E o que dizer do trabalho do
pianista, clarinetista e maestro Jether Garotti Júnior? Um músico admirável,
que forma uma parceria com a mezzo-soprano que já ultrapassa os 20 anos. Sua
concepção de acompanhamento pianístico, tema de sua dissertação de Mestrado
pela UNICAMP, extrapola as noções tradicionais, pois ele acrescenta diversas
camadas de sentido às interpretações de Zizi Possi, ao invés de tão somente
realizar a condução rítmico-harmônica. Em Teresina, o maestro trouxe teclados,
mas ele costuma utilizar o piano de cauda, o que dá para as apresentações uma fisionomia
de recital clássico (mostrando, mais uma vez, que o trabalho da intérprete está
permeado por uma estética que valoriza componentes da tradição erudita). Os
teclados de Jether Júnior participam de maneira decisiva no efeito geral
produzido pela canção. São, na verdade, parte indissociável delas. Isto porque ele compreende o
acompanhamento como algo inventivo e não apenas como um acessório do canto.
Por meio de pedais de expressão e do uso de samplers,
o maestro faz com que seus teclados tenham uma gama de dinâmicas e texturas próprias
de um piano acústico. É notória a sincronia de seu instrumento com os crescendo e decrescendo, com os melismas, com os glissandos, com os contrastes entre forte e fraco,
com o acelerando e o ralentando, com as flutuações da voz da mezzo-soprano.

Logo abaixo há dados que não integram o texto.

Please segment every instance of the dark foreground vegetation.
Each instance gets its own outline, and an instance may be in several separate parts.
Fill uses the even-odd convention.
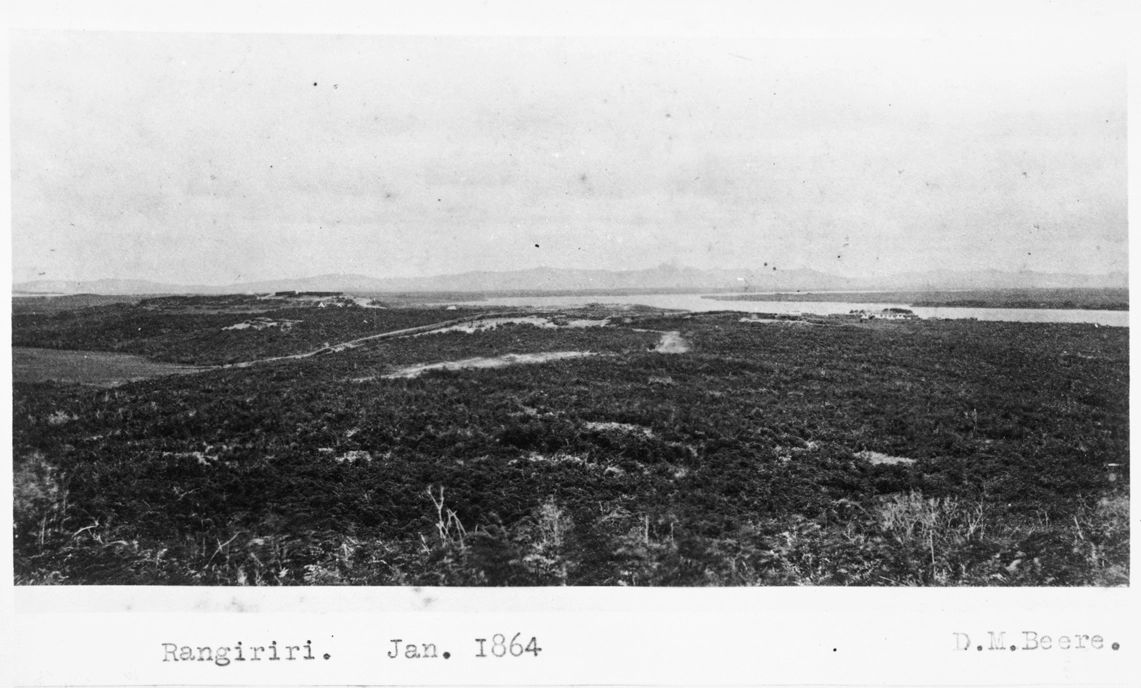
[[[144,300],[13,338],[215,365],[485,312]],[[16,582],[1128,583],[1123,328],[547,316],[609,321],[18,380]],[[223,329],[255,317],[299,322]]]

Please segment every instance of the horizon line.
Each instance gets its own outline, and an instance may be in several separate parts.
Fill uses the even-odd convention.
[[[519,268],[519,269],[515,269],[515,270],[466,270],[463,272],[436,273],[436,274],[431,274],[431,275],[420,275],[420,276],[412,276],[412,277],[409,277],[409,276],[377,277],[374,275],[357,273],[357,272],[326,272],[326,273],[319,273],[319,274],[309,274],[309,275],[301,276],[301,277],[270,277],[270,278],[252,279],[252,280],[247,280],[247,281],[242,281],[242,282],[234,281],[234,282],[227,282],[227,283],[181,282],[181,281],[179,281],[179,282],[166,282],[166,281],[158,281],[158,280],[142,278],[142,277],[97,277],[97,278],[31,279],[31,280],[22,280],[22,281],[13,280],[10,284],[13,288],[13,291],[15,291],[15,287],[20,286],[20,285],[31,285],[31,284],[46,283],[46,282],[99,283],[99,282],[116,282],[116,281],[120,281],[120,282],[146,282],[146,283],[150,283],[150,284],[172,286],[172,287],[227,288],[227,287],[240,287],[242,285],[256,285],[256,284],[265,283],[265,282],[297,282],[297,281],[316,280],[316,279],[323,279],[323,278],[363,278],[363,279],[377,280],[377,281],[382,281],[382,280],[432,280],[432,279],[459,277],[459,276],[474,275],[474,274],[507,275],[507,274],[512,274],[512,273],[536,272],[536,271],[540,271],[540,270],[550,270],[550,271],[556,271],[556,272],[598,272],[598,273],[609,273],[609,274],[622,274],[622,273],[634,273],[634,272],[649,272],[649,271],[653,271],[653,270],[659,270],[662,268],[672,268],[672,269],[675,269],[678,271],[694,271],[694,272],[714,272],[714,271],[760,272],[761,270],[765,269],[765,268],[756,268],[756,267],[695,268],[695,267],[690,266],[690,265],[676,264],[676,263],[670,262],[670,263],[661,263],[661,264],[658,264],[654,267],[649,267],[649,268],[628,268],[628,269],[623,269],[623,270],[611,270],[611,269],[606,269],[606,268],[559,268],[559,267],[551,267],[551,266],[547,266],[547,265],[540,265],[540,266],[533,267],[533,268]],[[1003,269],[998,269],[998,268],[980,268],[980,269],[973,269],[973,270],[972,269],[962,270],[962,269],[938,269],[937,268],[937,269],[933,269],[933,270],[911,270],[911,271],[899,271],[899,272],[883,273],[883,274],[876,274],[876,275],[860,275],[860,276],[853,276],[853,275],[849,275],[849,274],[835,273],[835,272],[824,272],[821,270],[817,270],[815,268],[808,268],[808,267],[803,267],[803,266],[793,267],[793,268],[780,268],[780,269],[778,269],[776,266],[773,266],[773,271],[774,272],[784,272],[784,273],[808,271],[808,272],[814,272],[816,274],[819,274],[819,275],[822,275],[825,277],[833,277],[833,278],[846,279],[846,280],[890,279],[893,277],[900,277],[900,276],[904,276],[904,275],[919,276],[919,275],[924,275],[924,274],[936,274],[936,273],[960,274],[960,275],[970,274],[970,273],[998,273],[998,274],[1006,274],[1006,275],[1061,275],[1061,276],[1067,276],[1067,277],[1110,277],[1110,276],[1114,276],[1114,275],[1124,275],[1126,278],[1128,278],[1128,275],[1129,275],[1128,269],[1110,270],[1107,272],[1046,272],[1046,271],[1042,271],[1042,270],[1031,270],[1031,269],[1003,270]],[[635,288],[635,287],[631,287],[631,288]]]

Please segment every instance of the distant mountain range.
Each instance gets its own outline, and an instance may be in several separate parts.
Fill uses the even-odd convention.
[[[16,294],[235,294],[275,291],[340,292],[619,292],[619,291],[774,291],[951,289],[1072,289],[1129,286],[1125,272],[1079,275],[1045,272],[935,270],[888,277],[852,278],[808,269],[699,270],[661,265],[648,270],[562,270],[534,268],[509,272],[465,272],[435,277],[377,278],[366,275],[319,275],[299,279],[243,282],[226,286],[163,284],[143,280],[20,282]]]

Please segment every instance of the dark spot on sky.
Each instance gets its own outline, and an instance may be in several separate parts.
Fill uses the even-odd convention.
[[[535,248],[539,248],[539,245],[538,245],[538,244],[535,244]]]
[[[313,85],[314,85],[314,86],[316,86],[316,85],[317,85],[317,82],[316,82],[316,81],[314,81],[314,82],[313,82]]]
[[[578,180],[579,180],[580,182],[585,182],[585,181],[586,181],[586,175],[585,175],[585,174],[580,174],[580,175],[578,176]]]

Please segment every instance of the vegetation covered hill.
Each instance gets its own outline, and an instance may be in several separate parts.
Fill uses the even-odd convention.
[[[214,364],[484,312],[262,306],[17,314],[14,343]],[[222,329],[254,317],[300,322]],[[546,318],[17,383],[17,582],[1128,582],[1124,329]],[[543,352],[588,355],[400,376]]]

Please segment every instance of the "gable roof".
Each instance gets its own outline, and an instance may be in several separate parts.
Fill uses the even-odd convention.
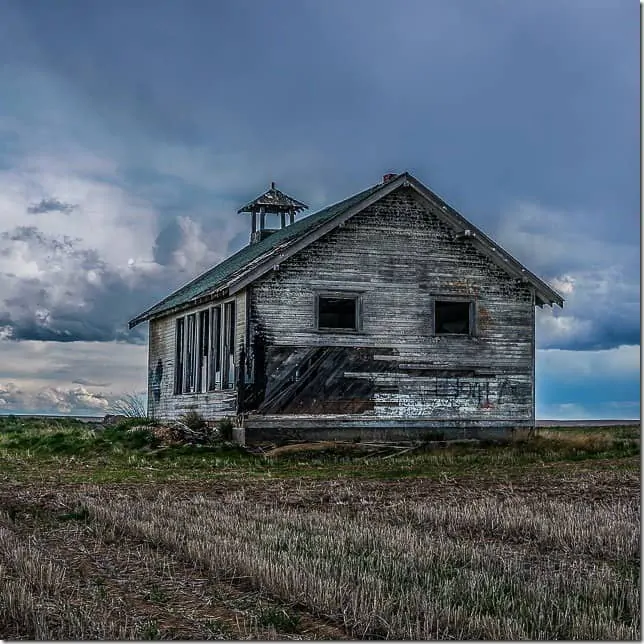
[[[344,223],[353,215],[368,208],[376,201],[401,186],[410,187],[440,219],[451,225],[455,237],[467,238],[472,245],[488,256],[495,264],[516,277],[531,284],[536,293],[536,304],[558,304],[564,299],[553,288],[531,273],[525,266],[496,244],[485,233],[471,224],[460,213],[448,206],[440,197],[407,172],[396,175],[386,183],[380,183],[348,199],[304,217],[281,228],[266,239],[245,246],[213,268],[205,271],[168,297],[130,320],[129,328],[161,315],[195,306],[209,298],[233,294],[252,283],[276,264],[285,261],[309,244]]]

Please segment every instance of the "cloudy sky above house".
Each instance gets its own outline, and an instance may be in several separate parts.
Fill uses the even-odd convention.
[[[127,320],[408,170],[566,297],[537,415],[639,417],[633,0],[0,0],[0,410],[145,389]]]

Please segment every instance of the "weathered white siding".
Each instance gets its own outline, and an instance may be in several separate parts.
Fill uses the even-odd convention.
[[[315,294],[324,290],[361,293],[359,332],[315,330]],[[410,190],[399,189],[284,261],[250,293],[251,330],[263,337],[269,389],[277,365],[295,364],[304,348],[363,348],[371,367],[356,370],[351,361],[325,363],[320,357],[319,369],[328,369],[328,377],[315,381],[320,398],[332,393],[345,409],[341,389],[349,381],[369,380],[370,405],[354,415],[361,422],[533,423],[532,287],[510,277],[467,239],[456,240]],[[475,299],[474,337],[434,336],[433,299],[441,295]],[[337,413],[333,405],[313,402],[311,414]],[[268,420],[275,412],[266,413]],[[290,413],[302,424],[307,410],[292,406]],[[261,417],[251,416],[251,425],[259,427]]]

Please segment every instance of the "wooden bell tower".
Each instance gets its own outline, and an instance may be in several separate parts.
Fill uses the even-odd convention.
[[[253,217],[252,230],[250,234],[250,243],[257,244],[258,242],[266,239],[274,232],[281,228],[286,228],[287,225],[295,221],[295,214],[301,210],[307,210],[308,206],[303,204],[293,197],[289,197],[281,190],[275,187],[275,183],[271,183],[271,187],[262,195],[253,199],[250,203],[241,207],[237,212],[249,212]],[[266,215],[279,215],[280,227],[267,228]],[[288,224],[286,217],[288,216]],[[259,225],[258,225],[259,224]]]

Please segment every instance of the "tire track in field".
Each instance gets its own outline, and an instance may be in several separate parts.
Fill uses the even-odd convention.
[[[144,639],[156,629],[157,635],[181,639],[348,639],[343,629],[306,611],[288,607],[284,612],[283,603],[243,579],[213,582],[176,553],[130,535],[114,538],[109,528],[85,523],[82,517],[61,523],[60,517],[73,515],[74,508],[73,495],[47,494],[33,503],[14,500],[8,509],[16,532],[53,553],[88,597],[103,596],[113,619],[119,612],[134,617],[140,628],[148,629],[142,632]],[[282,616],[293,622],[286,632],[270,623],[279,626]]]

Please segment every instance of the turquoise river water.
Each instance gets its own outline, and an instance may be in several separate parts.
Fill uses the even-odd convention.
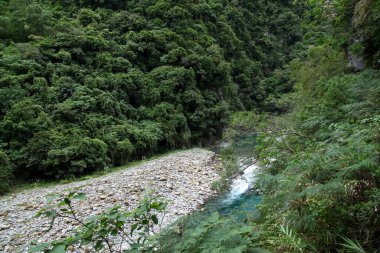
[[[208,201],[205,205],[206,212],[217,211],[220,215],[235,215],[239,219],[256,217],[257,204],[261,202],[261,196],[253,191],[255,175],[259,169],[253,151],[256,145],[256,134],[247,135],[236,139],[228,147],[216,147],[212,150],[220,153],[224,148],[232,149],[238,161],[241,175],[232,180],[230,189]]]

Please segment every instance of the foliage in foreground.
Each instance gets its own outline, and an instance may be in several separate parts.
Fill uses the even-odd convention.
[[[286,223],[301,240],[299,252],[310,245],[317,252],[343,246],[350,252],[376,252],[380,73],[366,70],[309,84],[315,86],[298,91],[298,101],[307,95],[308,104],[269,121],[270,131],[259,137],[266,164],[258,186],[265,194],[261,219],[268,231]],[[268,245],[281,250],[284,244],[273,240]]]
[[[195,213],[157,238],[165,253],[241,253],[252,248],[252,228],[218,213]]]
[[[223,217],[217,212],[196,212],[181,218],[168,228],[161,229],[166,203],[148,195],[133,211],[120,206],[107,209],[99,215],[85,219],[78,216],[75,204],[86,199],[84,193],[49,195],[47,206],[38,216],[51,220],[72,219],[78,226],[68,237],[32,246],[30,252],[64,253],[67,250],[90,252],[127,253],[208,253],[208,252],[265,252],[253,247],[251,227],[233,217]],[[161,215],[160,215],[161,214]]]
[[[62,240],[33,246],[30,252],[65,253],[84,250],[86,252],[110,253],[153,252],[156,246],[146,245],[148,238],[155,234],[162,224],[160,214],[165,212],[166,203],[154,195],[147,195],[132,211],[121,206],[108,208],[105,212],[81,218],[75,210],[76,200],[85,200],[84,193],[71,192],[67,195],[50,195],[47,205],[37,216],[51,220],[50,229],[56,220],[71,219],[78,226],[72,235]]]
[[[313,64],[295,70],[292,113],[233,117],[243,120],[232,126],[260,130],[256,187],[264,195],[261,217],[251,224],[260,232],[253,243],[273,252],[378,252],[380,72],[298,75]]]

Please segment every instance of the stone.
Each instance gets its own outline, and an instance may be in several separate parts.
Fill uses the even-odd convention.
[[[199,203],[204,203],[213,195],[211,185],[219,178],[215,169],[217,162],[210,162],[213,156],[210,151],[192,149],[99,178],[32,189],[0,198],[0,251],[3,245],[7,245],[12,249],[9,252],[24,252],[21,249],[25,250],[32,240],[52,241],[71,233],[78,225],[74,221],[57,219],[53,229],[47,232],[49,220],[34,218],[34,214],[46,204],[45,195],[49,192],[66,193],[74,188],[87,195],[87,200],[73,202],[80,219],[100,214],[118,202],[122,208],[133,210],[145,190],[155,190],[169,201],[163,222],[165,227],[193,212]]]
[[[6,211],[3,211],[3,212],[0,212],[0,216],[7,216],[8,214],[10,213],[9,210],[6,210]]]
[[[0,224],[0,231],[9,229],[10,227],[11,227],[10,225]]]
[[[348,68],[352,68],[354,71],[363,70],[366,67],[365,58],[363,55],[357,55],[353,52],[348,52]]]

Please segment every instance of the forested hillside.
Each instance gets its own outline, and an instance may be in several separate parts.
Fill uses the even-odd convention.
[[[380,252],[379,69],[379,0],[0,0],[0,193],[255,132],[253,214],[205,209],[138,247]],[[239,174],[224,151],[216,188]],[[116,209],[89,224],[117,235]],[[108,243],[87,232],[40,250]]]
[[[380,250],[380,1],[311,1],[259,137],[261,239],[274,252]],[[257,127],[257,124],[256,124]]]
[[[219,138],[268,107],[291,58],[291,1],[1,0],[1,187]],[[289,89],[289,87],[283,87]],[[270,109],[273,109],[270,107]]]

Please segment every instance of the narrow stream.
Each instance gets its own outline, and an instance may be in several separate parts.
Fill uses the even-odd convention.
[[[213,151],[220,153],[224,148],[232,148],[234,151],[241,175],[235,178],[230,189],[210,200],[205,209],[207,212],[219,212],[221,215],[235,215],[239,219],[257,217],[257,204],[261,202],[261,196],[253,191],[255,177],[259,169],[257,160],[253,156],[256,145],[256,135],[248,135],[234,141],[230,147],[217,147]]]
[[[256,207],[261,202],[261,196],[257,195],[254,190],[259,169],[253,154],[255,145],[256,135],[249,135],[235,140],[231,145],[219,145],[211,148],[216,153],[223,151],[230,153],[230,151],[233,151],[237,165],[240,168],[240,175],[232,180],[228,190],[210,199],[202,210],[184,217],[183,220],[176,223],[175,227],[173,227],[174,229],[170,229],[166,234],[163,234],[162,240],[166,245],[171,245],[170,250],[167,250],[167,252],[179,252],[176,245],[179,245],[179,248],[183,245],[192,245],[189,247],[197,248],[193,245],[194,242],[203,243],[204,241],[205,245],[213,245],[213,240],[219,240],[218,235],[223,233],[224,226],[227,229],[240,226],[247,227],[250,221],[259,217]],[[219,214],[218,221],[212,219],[212,217],[215,217],[215,212]],[[214,236],[217,236],[217,238],[214,238]],[[234,241],[235,239],[232,238],[232,240]],[[223,244],[224,241],[225,239],[220,243]],[[202,247],[205,247],[205,245]]]

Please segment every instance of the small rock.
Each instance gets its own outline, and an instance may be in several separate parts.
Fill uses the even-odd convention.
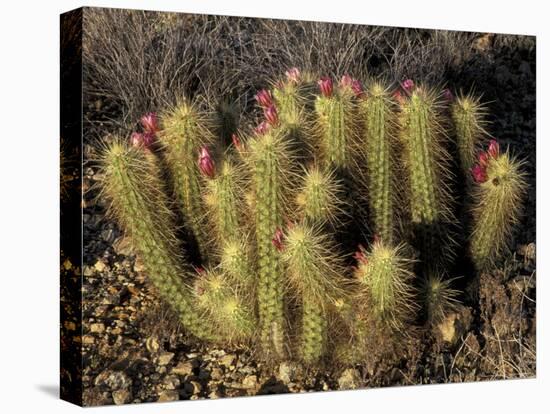
[[[115,241],[115,232],[113,229],[106,229],[101,232],[101,238],[107,243],[112,243]]]
[[[159,394],[158,402],[178,401],[180,395],[176,390],[164,390]]]
[[[235,360],[237,359],[234,354],[227,354],[220,358],[219,363],[228,369],[235,368]]]
[[[97,262],[95,262],[95,265],[94,265],[94,269],[97,270],[98,272],[103,272],[106,267],[107,266],[105,266],[105,263],[103,263],[103,261],[101,260],[98,260]]]
[[[102,323],[92,323],[90,325],[90,332],[92,333],[103,333],[105,331],[105,325]]]
[[[159,365],[168,365],[170,361],[172,361],[172,358],[174,358],[173,352],[164,352],[163,354],[159,355],[158,363]]]
[[[136,262],[134,263],[134,271],[140,273],[140,272],[143,272],[144,270],[145,270],[145,265],[143,264],[143,262],[138,256],[136,258]]]
[[[447,315],[437,325],[437,331],[443,342],[454,345],[470,330],[471,323],[471,311],[465,306],[460,306],[457,312]]]
[[[255,389],[258,386],[258,377],[256,375],[248,375],[243,380],[243,388]]]
[[[92,276],[94,274],[94,268],[90,266],[84,266],[84,276]]]
[[[162,381],[167,390],[175,390],[180,386],[180,379],[176,375],[168,375]]]
[[[83,343],[84,345],[91,345],[91,344],[93,344],[94,342],[95,342],[95,338],[94,338],[93,336],[91,336],[91,335],[84,335],[84,336],[82,337],[82,343]]]
[[[180,362],[172,369],[172,373],[181,376],[188,376],[193,373],[193,363],[191,361]]]
[[[147,338],[147,340],[145,341],[145,348],[147,348],[147,350],[152,354],[158,352],[158,350],[160,349],[160,345],[157,337],[151,336]]]
[[[341,390],[356,390],[361,386],[361,375],[354,368],[346,369],[340,378],[338,378],[338,386]]]
[[[202,385],[197,381],[191,381],[190,384],[193,386],[193,395],[200,394],[202,391]]]
[[[220,368],[212,368],[212,371],[209,373],[208,371],[201,369],[199,372],[199,379],[204,380],[208,378],[212,378],[214,381],[219,381],[223,377],[223,371]]]
[[[116,405],[126,404],[131,398],[132,394],[127,389],[113,391],[113,401]]]
[[[279,380],[288,384],[296,378],[299,367],[293,362],[281,362],[279,365]]]

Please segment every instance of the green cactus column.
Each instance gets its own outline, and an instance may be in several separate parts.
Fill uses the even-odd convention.
[[[351,91],[337,90],[317,97],[315,112],[319,151],[325,166],[343,171],[353,167],[356,137],[356,102]]]
[[[362,286],[360,297],[367,302],[376,320],[393,329],[401,329],[415,310],[412,287],[413,261],[404,246],[392,247],[375,241],[366,251],[356,253],[357,277]]]
[[[200,255],[208,261],[209,237],[204,228],[202,177],[197,160],[203,145],[213,141],[206,120],[193,105],[183,102],[162,119],[161,143],[174,184],[174,194],[186,225],[195,236]]]
[[[364,122],[363,145],[367,160],[367,185],[374,233],[392,243],[394,228],[395,125],[393,104],[385,88],[374,83],[360,103]]]
[[[470,255],[478,270],[492,266],[509,246],[526,191],[521,165],[493,141],[474,169]]]
[[[250,140],[249,157],[256,209],[258,308],[265,351],[283,356],[284,295],[280,253],[273,238],[283,224],[284,188],[291,172],[288,143],[277,129]]]
[[[111,212],[132,240],[149,278],[161,296],[178,312],[183,326],[194,335],[213,339],[192,305],[192,293],[184,283],[186,271],[177,258],[174,218],[162,192],[158,168],[146,150],[114,142],[103,157],[104,191]]]
[[[478,98],[458,97],[451,107],[456,145],[463,173],[469,177],[485,132],[485,108]]]
[[[299,352],[315,363],[327,350],[328,310],[345,295],[343,265],[328,236],[304,223],[287,230],[283,258],[302,308]]]
[[[402,104],[400,121],[412,230],[423,265],[434,267],[452,255],[448,224],[454,220],[449,206],[449,156],[435,95],[423,88],[414,90]]]

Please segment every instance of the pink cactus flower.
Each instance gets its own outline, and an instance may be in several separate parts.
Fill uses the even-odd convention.
[[[159,131],[159,120],[156,112],[147,112],[141,117],[140,122],[145,132],[156,134]]]
[[[278,228],[277,230],[275,230],[275,234],[271,239],[271,243],[273,243],[273,246],[275,246],[275,248],[280,252],[283,251],[283,237],[283,231]]]
[[[487,168],[487,165],[489,164],[489,155],[487,155],[486,152],[481,152],[478,157],[478,164],[482,168]]]
[[[269,123],[267,121],[262,121],[260,124],[254,128],[254,132],[257,135],[264,135],[269,130]]]
[[[298,83],[300,81],[300,69],[298,68],[290,68],[285,75],[290,82]]]
[[[414,89],[414,81],[412,79],[405,79],[401,84],[401,87],[405,90],[405,92],[411,93]]]
[[[321,94],[325,98],[330,98],[332,96],[332,79],[328,77],[322,77],[317,81],[319,89],[321,89]]]
[[[195,267],[195,271],[199,274],[199,275],[202,275],[206,272],[206,270],[204,270],[204,267],[202,266],[197,266]]]
[[[275,105],[271,105],[269,108],[264,109],[264,116],[267,122],[272,126],[276,126],[279,123],[279,116]]]
[[[345,74],[344,76],[342,76],[342,79],[340,79],[340,86],[342,88],[346,88],[346,87],[351,88],[352,83],[353,83],[353,78],[348,74]]]
[[[254,98],[256,98],[256,102],[258,102],[258,105],[262,108],[269,108],[273,105],[273,98],[271,97],[271,92],[268,90],[262,89],[258,91]]]
[[[360,98],[363,95],[363,85],[361,85],[361,81],[358,79],[354,79],[353,82],[351,82],[351,90],[357,96]]]
[[[136,148],[151,149],[154,142],[155,135],[150,132],[132,132],[130,136],[130,143]]]
[[[353,257],[355,257],[355,259],[357,260],[357,263],[360,265],[361,264],[366,265],[369,262],[369,260],[367,259],[367,256],[365,256],[365,248],[362,245],[359,245],[359,250],[355,252]]]
[[[405,101],[405,98],[403,97],[403,94],[400,90],[397,90],[393,93],[393,99],[395,99],[398,104],[402,104]]]
[[[455,100],[455,96],[449,88],[443,89],[443,99],[445,99],[447,103],[451,103]]]
[[[476,183],[484,183],[487,181],[487,170],[481,165],[474,165],[472,167],[472,177]]]
[[[242,143],[237,134],[231,134],[231,141],[233,141],[233,145],[235,148],[237,148],[239,151],[242,149]]]
[[[500,147],[498,145],[498,142],[495,139],[492,139],[489,142],[489,149],[487,150],[487,154],[491,158],[498,158],[500,154]]]
[[[199,170],[208,178],[214,178],[216,175],[216,166],[206,146],[202,146],[199,153]]]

Ao projetar as primeiras notas
no palco do “Teatro 4 de Setembro”, Zizi Possi me fez repensar a maneira,
muitas vezes rápida e superficial, que apreciamos a música popular. E tenho a
consciência de que essa arte é, sem dúvida, uma das formas mais poderosas de
compreender a cultura brasileira. É o nosso produto cultural por excelência, o
que fez Caetano Veloso dizer, em tom de ironia: “Se você tem uma ideia
incrível/ É melhor fazer uma canção /Está provado que só é possível /Filosofar
em alemão”.
O historiador Marcos Napolitano
estava correto ao afirmar que a música popular no Brasil é “um lugar de
mediações, fusões, encontros de diversas etnias, classes e regiões”. Porém, não
se pode negar que, no contexto atual, a maior parte das canções populares divulgadas
nos meios de comunicação está longe de desempenhar o papel que já teve em
décadas passadas. Em sua maioria, elas são inexpressivas, frívolas e feitas
simplesmente para o consumo apressado. Por isso, não é uma tarefa das mais fáceis
encontrar trabalhos musicais como o de Zizi Possi, que se mostra, ao mesmo
tempo, comunicativo e denso.
Para além do entusiasmo que
provocou no público e do inegável efeito catártico próprio do canto, o show da
cantora paulista foi, para mim, uma espécie de exercício cognitivo, um convite
à reflexão. E mais que isso: foi um daqueles raros momentos de epifania em que
a canção nos “toma sem pensar, num gesto muito forte, com a mais pura emoção”.
Bravo, Professor!! Parabéns pelo maravilhoso texto. Deu uma vontade imensa de assisti o Show da Zizi.
ResponderExcluirUm Abraço,
Dimael Barbosa
Música/Parfor
Pois é. Acho que devemos combinar qualquer dia desses de levar toda turma de música do PARFOR para apreciar um show de MPB e desenvolver a escuta analítica. Valeu grande Dimael!
ExcluirExcelente e profinda reflexão Alfredo, você vai desvendendando e depurando cada filigrana do trabalho de Zizi com uma escrita plea de personalidade e de conhecimento de causa. A leitura deste texto me trouxe ricas informações e seus alicerces teóricos elucidam seu mergulho denso no universo da canção. Parabéns!
ResponderExcluirObrigado querida pelas considerações. E desejo que você continue pesquisando o mundo encantado da canção brasileira, estudiosa séria das relações entre música e literatura que você é!